No final review. Block proposers must set a clear block time. Before this time, they will accept transaction requests from anyone; after this time, they will no longer accept transaction requests from anyone.
Violations of one or more of these attributes may undermine the effectiveness of the MEV tax. Block proposers who violate censorship can avoid most MEV taxes by excluding competing transactions and submitting zero-priority transactions that take advantage of themselves. Block proposers who violate pre-transaction privacy can steal MEV from other transactions or look at their priority fees to know exactly how high they need to set their fees, while block proposers who are able to submit transactions later than others will gain Free'Finally look at whether to pay a higher price than others for the opportunity, both of which can create adverse selection problems that ultimately hinder competition.

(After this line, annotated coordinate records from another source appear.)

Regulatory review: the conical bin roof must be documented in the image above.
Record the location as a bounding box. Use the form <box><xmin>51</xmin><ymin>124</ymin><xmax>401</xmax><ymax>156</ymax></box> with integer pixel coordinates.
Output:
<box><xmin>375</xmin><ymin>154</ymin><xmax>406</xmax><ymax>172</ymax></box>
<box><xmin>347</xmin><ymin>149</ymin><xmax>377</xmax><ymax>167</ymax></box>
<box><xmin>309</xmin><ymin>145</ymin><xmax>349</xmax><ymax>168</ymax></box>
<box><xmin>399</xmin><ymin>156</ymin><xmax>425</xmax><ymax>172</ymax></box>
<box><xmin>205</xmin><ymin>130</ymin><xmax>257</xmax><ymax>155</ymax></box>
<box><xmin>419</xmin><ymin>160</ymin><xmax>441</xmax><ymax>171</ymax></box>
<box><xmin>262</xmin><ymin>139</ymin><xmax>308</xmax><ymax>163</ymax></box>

Unfortunately, though The first attribute is easily enforced at the protocol layer, but enforcing the other attributes in a trustless manner is an open question in the absence of enforcement at the protocol layer. A single sequencer committed to these rules needs to be trusted not to deviate from them, and if the proposer outsources block construction to a competitive revenue-maximizing auction (such as Ethereum L1's MEV-Boost), blocks may not follow them.
These problems can be "solved" by a single trusted sequencer that promises to use competitive priority ordering for block building. They can also be solved by decentralized mechanisms using some combination of consensus, cryptography, and/or a trusted execution environment, such as Sorella’s Angstrom, Flashbots’ SUAVE, leaderless auctions, or multiplicity.
An exception to the normal operation of the MEV tax occurs when a block is completely full. In this case, the block proposer may have to abandon lower priority transactions instead of simply including them in the block. Because transactions that interact with MEV tax applications may have very low priority fees, these applications may be crowded out by applications that do not use MEV taxes or have very low MEV taxes. However, in a chain that uses a mechanism like EIP-1559 to set a separate base fee, it should be relatively rare for blocks to be completely filled. Additionally, given that certain transactions need to be delayed when a block is full, delaying transactions that represent lower urgency by setting a higher MEV tax might be a reasonable outcome.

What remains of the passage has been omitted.